How severe does this issue affect your experience of using Ray?
- Low: It annoys or frustrates me for a moment.
Hey,
I’m considering using RLlib for Multi-Agent driving simulation (with independent or centralized critic PPO). However, I would like to preprocess the individual observations of each agent using a Graph Neural Network, which outputs per-agent observations that include relative information about other agents.
Now, I’m facing the question of where/how to implement this preprocessing network. If it’s implemented as part of a custom model/network (e.g. by overwriting the forward pass as in this example: Models, Preprocessors, and Action Distributions — Ray 2.21.0), then the preprocessing step would happen for each agent’s policy, i.e. multiple times per step. This would be inefficient because the graph nn only needs one forward pass per step to preprocess the observations of all agents.

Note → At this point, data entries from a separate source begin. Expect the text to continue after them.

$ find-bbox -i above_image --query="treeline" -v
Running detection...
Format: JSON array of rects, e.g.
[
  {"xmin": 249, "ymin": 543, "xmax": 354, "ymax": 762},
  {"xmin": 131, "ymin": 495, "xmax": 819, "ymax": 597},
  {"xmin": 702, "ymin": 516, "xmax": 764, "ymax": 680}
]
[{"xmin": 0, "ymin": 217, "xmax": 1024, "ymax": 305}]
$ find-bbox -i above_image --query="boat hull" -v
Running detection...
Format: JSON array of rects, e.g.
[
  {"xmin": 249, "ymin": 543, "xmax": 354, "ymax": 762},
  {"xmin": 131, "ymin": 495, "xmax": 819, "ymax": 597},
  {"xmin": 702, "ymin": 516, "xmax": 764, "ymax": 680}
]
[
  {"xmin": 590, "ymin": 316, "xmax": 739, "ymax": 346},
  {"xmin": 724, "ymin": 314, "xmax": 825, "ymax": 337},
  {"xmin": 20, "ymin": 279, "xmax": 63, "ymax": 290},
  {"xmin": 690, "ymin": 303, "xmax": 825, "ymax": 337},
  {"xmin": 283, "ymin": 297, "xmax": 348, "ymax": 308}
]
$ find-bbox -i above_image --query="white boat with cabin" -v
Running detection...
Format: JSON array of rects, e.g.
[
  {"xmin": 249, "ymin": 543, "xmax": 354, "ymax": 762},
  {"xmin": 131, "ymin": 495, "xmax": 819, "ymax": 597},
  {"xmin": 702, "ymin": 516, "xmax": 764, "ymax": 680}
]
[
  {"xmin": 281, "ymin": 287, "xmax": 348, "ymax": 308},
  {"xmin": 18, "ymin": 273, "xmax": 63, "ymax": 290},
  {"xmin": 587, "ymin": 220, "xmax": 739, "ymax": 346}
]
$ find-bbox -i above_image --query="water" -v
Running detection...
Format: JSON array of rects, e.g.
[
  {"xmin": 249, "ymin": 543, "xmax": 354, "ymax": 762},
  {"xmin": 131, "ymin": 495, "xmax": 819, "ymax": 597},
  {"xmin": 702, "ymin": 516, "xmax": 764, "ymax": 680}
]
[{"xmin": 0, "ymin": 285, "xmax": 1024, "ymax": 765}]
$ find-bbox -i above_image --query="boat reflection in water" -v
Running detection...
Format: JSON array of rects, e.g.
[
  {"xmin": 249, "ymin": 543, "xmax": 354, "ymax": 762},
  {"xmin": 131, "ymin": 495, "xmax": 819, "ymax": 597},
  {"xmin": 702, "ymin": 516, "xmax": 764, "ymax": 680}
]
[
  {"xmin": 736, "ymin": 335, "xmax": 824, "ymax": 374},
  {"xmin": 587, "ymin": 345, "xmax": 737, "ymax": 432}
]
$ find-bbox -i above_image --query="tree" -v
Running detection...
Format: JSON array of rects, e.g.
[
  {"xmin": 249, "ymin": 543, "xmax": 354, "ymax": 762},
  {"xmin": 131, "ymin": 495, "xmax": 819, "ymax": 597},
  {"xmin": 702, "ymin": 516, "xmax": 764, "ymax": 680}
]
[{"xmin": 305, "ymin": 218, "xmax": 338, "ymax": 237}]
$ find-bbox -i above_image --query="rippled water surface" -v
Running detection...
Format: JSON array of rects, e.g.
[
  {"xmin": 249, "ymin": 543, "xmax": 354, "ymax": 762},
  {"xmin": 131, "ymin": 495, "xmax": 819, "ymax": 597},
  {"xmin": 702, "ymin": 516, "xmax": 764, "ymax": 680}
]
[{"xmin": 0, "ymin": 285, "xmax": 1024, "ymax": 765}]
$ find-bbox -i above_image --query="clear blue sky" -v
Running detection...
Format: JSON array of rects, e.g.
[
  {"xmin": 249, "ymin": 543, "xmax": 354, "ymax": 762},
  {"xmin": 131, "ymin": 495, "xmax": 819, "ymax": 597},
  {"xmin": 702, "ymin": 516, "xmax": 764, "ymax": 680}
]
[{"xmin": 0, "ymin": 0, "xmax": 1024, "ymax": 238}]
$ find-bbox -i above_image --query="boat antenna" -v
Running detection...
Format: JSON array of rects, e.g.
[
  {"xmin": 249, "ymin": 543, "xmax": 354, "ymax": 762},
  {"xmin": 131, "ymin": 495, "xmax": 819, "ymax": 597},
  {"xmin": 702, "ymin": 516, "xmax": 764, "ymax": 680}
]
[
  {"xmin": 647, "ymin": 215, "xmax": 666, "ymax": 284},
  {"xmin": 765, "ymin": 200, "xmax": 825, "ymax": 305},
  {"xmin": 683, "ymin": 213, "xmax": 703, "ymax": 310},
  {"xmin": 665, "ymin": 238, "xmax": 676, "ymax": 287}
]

The other way would be to use a custom preprocessor, which is deprecated according to the docs and probably doesn’t support neural nets. I saw that AgentConnectors (Connectors (Beta) — Ray 2.21.0) could help with my problem but couldn’t find any examples using neural nets for the observation transformation. Also, the question would be, if the preprocessing network could be updated/backpropagated during training with a solution like this.
Is there any other way I could do this with RLlib?
Thanks for any ideas in advance!